Attendu ainsi que Monsieur X est en droit de récupérer ses 19 jours de congés payés pour
l’année 2016 et ses 19 jours de congés payés pour l’année 2017 mais ne peut demander à en être indemnisés.
30 29
Attendu que les congés payés acquis pour ces années 2016 et 2017 se doivent d’être reportés en crédit sur le compteur actuel des congés payés de Monsieur X.
Attendu que Monsieur X ne peut renoncer à des congés payés alors qu’il développe précédemment qu’il n’a pas pu en bénéficier de par la faute de son employeur
.
Aussi, le Conseil dit que Monsieur X doit se voir créditer 19 jours de congés payés pour
l’année 2016 et 19 jours de congés payés pour l’année 2017.
Aussi, le Conseil dit que Monsieur X ne peut légalement demander en contrepartie le versement d’une indemnité
En conséquence de quoi le Conseil dit que la demande de Monsieur X, en ce qu’il demande une contrepartie financière, se doit d’être considérée comme étant mal fondée.
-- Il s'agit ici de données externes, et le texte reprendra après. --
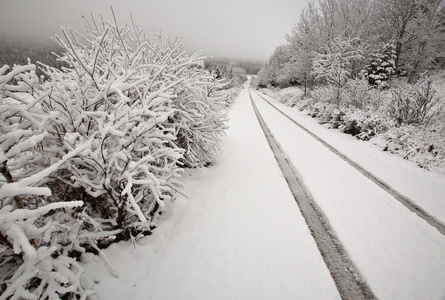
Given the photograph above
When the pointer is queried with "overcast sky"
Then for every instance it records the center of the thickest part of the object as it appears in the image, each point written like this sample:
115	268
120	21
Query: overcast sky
246	29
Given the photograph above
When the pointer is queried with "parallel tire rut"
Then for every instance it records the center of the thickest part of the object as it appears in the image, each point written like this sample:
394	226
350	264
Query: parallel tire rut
408	203
345	274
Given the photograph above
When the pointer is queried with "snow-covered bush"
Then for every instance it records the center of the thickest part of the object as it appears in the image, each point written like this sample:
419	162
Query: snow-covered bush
41	242
382	65
364	124
415	104
424	146
110	133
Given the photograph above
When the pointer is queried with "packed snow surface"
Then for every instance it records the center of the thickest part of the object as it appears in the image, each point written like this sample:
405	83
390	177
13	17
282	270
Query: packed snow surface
399	254
240	235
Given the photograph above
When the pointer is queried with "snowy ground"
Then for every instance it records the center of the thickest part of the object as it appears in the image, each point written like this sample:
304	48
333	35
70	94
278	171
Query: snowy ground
240	234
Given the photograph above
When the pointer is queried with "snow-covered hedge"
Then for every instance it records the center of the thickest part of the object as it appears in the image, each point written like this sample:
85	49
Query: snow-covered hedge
407	120
91	154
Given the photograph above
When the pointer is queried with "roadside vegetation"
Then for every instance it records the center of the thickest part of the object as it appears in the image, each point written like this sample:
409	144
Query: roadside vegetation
92	148
373	69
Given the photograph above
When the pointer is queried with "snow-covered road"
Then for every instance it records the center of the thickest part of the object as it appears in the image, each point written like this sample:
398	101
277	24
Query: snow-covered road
240	235
399	254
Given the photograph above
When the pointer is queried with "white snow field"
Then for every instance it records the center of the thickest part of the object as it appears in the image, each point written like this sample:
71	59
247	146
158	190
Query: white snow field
240	235
399	254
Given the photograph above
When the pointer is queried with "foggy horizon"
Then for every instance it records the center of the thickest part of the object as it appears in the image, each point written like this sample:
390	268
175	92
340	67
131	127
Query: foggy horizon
247	30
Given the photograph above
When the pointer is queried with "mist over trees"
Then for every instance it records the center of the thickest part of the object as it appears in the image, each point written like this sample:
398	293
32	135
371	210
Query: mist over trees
414	30
92	153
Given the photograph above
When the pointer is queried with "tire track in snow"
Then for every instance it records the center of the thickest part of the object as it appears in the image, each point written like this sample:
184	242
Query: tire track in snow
346	276
408	203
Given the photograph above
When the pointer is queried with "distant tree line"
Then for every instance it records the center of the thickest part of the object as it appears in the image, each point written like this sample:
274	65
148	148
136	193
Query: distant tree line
15	51
251	67
338	39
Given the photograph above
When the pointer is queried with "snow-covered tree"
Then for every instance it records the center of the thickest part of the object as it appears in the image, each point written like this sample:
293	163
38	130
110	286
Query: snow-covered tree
382	64
92	153
335	66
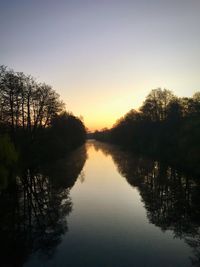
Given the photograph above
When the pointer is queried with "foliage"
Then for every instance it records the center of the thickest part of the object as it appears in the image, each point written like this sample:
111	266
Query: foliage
165	126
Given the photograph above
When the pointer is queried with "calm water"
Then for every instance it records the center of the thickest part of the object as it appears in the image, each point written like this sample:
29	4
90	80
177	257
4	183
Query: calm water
105	207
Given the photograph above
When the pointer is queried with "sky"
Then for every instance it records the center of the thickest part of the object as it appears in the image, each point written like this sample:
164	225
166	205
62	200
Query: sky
104	56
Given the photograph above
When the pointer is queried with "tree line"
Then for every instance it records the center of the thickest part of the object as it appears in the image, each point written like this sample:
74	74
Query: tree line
33	121
165	126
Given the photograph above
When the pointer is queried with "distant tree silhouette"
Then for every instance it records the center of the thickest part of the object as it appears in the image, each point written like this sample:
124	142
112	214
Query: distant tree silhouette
165	126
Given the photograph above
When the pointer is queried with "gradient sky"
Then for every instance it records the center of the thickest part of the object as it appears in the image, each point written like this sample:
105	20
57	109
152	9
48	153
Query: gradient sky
104	56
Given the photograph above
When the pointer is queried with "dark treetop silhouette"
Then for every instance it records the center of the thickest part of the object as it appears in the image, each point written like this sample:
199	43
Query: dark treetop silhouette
165	127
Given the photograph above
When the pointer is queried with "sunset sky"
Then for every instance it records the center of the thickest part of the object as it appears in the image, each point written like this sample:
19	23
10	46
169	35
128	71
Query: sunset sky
104	56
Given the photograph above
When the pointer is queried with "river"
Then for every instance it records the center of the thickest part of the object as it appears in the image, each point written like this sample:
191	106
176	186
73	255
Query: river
109	208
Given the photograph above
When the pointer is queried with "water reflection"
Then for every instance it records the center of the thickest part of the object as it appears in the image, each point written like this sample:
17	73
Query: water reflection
171	198
34	208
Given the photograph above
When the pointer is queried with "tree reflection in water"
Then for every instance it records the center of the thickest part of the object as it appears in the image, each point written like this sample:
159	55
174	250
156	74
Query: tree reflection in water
171	198
34	209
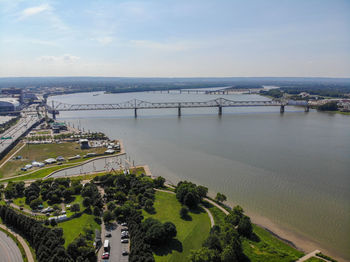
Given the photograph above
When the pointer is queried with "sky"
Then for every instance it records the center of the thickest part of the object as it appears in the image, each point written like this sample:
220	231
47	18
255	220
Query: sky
177	38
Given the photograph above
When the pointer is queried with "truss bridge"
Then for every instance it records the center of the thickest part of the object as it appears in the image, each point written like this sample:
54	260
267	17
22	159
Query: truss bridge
136	104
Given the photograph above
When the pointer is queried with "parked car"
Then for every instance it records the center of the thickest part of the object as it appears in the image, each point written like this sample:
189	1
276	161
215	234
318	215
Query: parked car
105	255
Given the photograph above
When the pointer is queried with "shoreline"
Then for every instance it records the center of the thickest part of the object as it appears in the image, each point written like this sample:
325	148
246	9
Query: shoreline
288	236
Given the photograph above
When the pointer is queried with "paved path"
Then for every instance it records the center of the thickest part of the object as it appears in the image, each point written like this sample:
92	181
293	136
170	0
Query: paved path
3	163
307	256
217	205
212	222
23	243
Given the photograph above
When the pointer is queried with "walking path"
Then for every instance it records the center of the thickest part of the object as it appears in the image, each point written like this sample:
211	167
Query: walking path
310	255
23	243
3	163
212	222
217	205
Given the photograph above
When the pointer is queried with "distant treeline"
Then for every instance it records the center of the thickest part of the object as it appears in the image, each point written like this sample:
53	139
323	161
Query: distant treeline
323	86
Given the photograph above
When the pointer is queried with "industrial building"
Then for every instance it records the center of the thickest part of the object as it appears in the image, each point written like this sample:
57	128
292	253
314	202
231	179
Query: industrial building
8	104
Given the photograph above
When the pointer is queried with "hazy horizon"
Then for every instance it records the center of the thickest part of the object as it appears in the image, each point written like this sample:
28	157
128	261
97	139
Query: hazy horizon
175	38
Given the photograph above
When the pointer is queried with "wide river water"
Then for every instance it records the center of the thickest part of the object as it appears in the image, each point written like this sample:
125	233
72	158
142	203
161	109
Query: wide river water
290	172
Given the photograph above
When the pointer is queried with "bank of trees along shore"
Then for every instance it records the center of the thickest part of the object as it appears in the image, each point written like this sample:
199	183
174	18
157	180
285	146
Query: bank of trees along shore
124	197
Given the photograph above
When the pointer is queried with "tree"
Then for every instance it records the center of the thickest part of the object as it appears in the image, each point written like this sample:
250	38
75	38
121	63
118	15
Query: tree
202	191
245	227
220	197
97	211
159	182
87	201
183	212
229	255
75	208
67	194
204	254
34	204
149	205
213	242
170	230
111	206
53	222
108	216
191	200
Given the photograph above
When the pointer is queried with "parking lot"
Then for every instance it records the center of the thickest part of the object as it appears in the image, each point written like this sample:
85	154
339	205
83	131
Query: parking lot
116	247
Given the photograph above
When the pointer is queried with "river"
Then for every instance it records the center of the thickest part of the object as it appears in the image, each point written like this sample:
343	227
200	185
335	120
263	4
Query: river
290	172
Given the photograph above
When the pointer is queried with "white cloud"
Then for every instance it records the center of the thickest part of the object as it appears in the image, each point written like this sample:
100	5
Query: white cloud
64	59
34	10
104	40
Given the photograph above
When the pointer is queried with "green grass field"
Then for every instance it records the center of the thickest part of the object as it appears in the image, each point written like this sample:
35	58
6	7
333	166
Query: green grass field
41	173
75	227
190	234
41	152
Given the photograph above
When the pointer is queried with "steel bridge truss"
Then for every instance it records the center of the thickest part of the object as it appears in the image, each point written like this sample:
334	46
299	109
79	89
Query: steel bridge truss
140	104
136	104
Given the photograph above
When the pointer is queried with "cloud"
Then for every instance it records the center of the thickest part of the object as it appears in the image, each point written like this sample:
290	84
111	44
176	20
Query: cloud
104	40
64	59
34	10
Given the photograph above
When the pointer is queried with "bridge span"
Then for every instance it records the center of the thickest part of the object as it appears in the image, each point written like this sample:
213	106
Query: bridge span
136	104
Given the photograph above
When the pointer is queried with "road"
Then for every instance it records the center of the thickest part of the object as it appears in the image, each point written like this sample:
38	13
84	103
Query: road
108	163
8	249
116	246
27	120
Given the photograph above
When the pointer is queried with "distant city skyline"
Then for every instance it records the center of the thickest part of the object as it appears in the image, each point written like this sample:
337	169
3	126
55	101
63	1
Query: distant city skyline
175	38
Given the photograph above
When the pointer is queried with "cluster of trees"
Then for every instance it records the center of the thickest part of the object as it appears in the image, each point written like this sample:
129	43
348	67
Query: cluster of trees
14	190
224	243
190	194
126	196
47	243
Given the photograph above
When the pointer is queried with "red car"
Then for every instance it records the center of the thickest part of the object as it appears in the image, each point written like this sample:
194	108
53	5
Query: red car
105	255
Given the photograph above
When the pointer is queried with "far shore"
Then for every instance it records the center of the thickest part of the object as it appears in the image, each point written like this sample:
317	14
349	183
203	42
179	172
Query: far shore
293	239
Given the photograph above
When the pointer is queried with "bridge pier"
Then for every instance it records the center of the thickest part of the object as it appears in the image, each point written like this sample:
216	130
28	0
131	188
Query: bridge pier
282	109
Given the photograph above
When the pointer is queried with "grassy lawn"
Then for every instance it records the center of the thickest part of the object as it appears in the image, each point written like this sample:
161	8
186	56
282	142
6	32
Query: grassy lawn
73	228
41	173
218	215
190	233
19	245
269	248
314	259
78	199
41	152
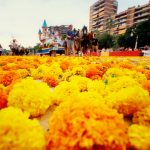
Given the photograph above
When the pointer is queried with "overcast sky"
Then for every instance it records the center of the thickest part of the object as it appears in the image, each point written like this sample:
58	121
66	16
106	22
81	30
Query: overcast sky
23	18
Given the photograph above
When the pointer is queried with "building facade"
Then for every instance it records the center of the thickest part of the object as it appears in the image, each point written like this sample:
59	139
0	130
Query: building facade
125	19
100	12
62	30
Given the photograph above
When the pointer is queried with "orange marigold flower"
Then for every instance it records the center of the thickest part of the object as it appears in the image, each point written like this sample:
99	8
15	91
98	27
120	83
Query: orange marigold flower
8	77
84	124
139	136
51	80
146	85
3	98
64	65
142	117
93	71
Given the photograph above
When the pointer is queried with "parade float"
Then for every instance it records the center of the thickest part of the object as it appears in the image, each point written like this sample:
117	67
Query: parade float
51	43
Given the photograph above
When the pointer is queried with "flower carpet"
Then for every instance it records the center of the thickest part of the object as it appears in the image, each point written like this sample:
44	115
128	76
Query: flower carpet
74	103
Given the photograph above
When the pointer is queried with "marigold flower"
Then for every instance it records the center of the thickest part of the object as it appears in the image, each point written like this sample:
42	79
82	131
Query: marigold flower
142	117
139	136
52	81
146	85
8	77
63	91
81	82
128	100
17	132
92	71
117	72
3	97
86	124
31	96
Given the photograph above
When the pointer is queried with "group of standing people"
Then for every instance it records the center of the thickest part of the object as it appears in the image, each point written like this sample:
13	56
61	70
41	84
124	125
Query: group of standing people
80	42
17	49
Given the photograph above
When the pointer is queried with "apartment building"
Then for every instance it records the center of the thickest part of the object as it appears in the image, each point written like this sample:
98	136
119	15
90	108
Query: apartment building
100	12
62	30
125	19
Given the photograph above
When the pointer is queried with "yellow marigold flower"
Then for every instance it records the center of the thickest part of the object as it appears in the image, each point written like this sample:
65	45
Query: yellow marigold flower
67	75
142	117
40	71
139	136
23	73
86	124
81	82
79	71
51	80
63	91
118	83
17	132
97	86
117	72
129	100
31	96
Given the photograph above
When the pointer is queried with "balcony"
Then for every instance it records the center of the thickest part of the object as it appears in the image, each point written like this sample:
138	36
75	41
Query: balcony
141	15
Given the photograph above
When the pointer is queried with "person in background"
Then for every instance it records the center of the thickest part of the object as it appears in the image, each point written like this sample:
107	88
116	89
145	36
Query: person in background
70	41
1	49
77	41
94	43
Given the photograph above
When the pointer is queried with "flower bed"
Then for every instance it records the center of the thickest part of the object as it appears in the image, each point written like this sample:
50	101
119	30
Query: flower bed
80	102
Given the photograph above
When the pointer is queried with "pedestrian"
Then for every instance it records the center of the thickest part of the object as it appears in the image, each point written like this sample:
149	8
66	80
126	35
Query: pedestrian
70	41
94	43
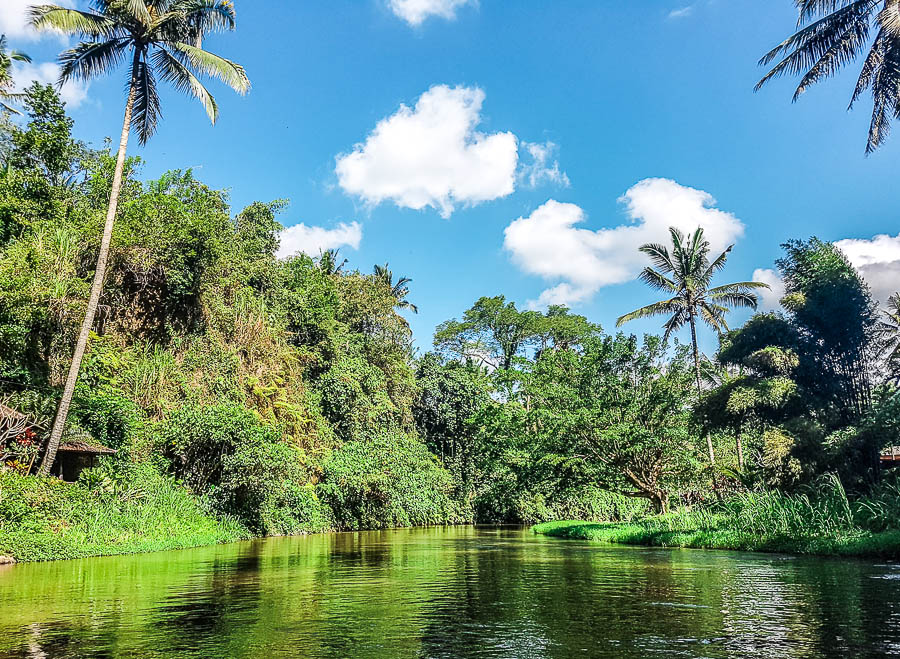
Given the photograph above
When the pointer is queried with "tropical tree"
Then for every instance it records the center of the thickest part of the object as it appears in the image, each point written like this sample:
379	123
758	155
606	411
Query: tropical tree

Sur la demande de 2 000 euros au titre de l’article 700 du Code de Procédure Civile :
Attendu qu’il serait inéquitable de laisser à la charge de Monsieur X la totalité des frais irrépétibles.
Aussi, le Conseil lui alloue à ce titre la somme de 500 euros.
PAR CES MOTIFS :
Le Conseil, après en avoir délibéré conformément à la loi,
Statuant publiquement par jugement contradictoire et en premier ressort,
Dit que Monsieur Y X bénéficie d’un droit garanti aux congés annuels payés de quatre semaines.
Dit que Monsieur Y X est en droit de récupérer 19 jours de congés payés pour l’année
2016 et 19 jours de congés payés pour l’année 2017.
Condamne la SASU TRANSDEV REIMS, en la personne de son représentant légal, à payer à
Monsieur Y X la somme de 500 euros au titre de l’article 700 du Code de Procédure
Civile.
Déboute Monsieur Y X du surplus de ses demandes.
Rappelle l’exécution provisoire de droit sur le fondement de l’article R 1454-28 du Code du
Travail.
Condamne la SAS TRANSDEV REIMS, en la personne de son représentant légal, aux entiers dépens.
Ainsi jugé et prononcé en audience publique.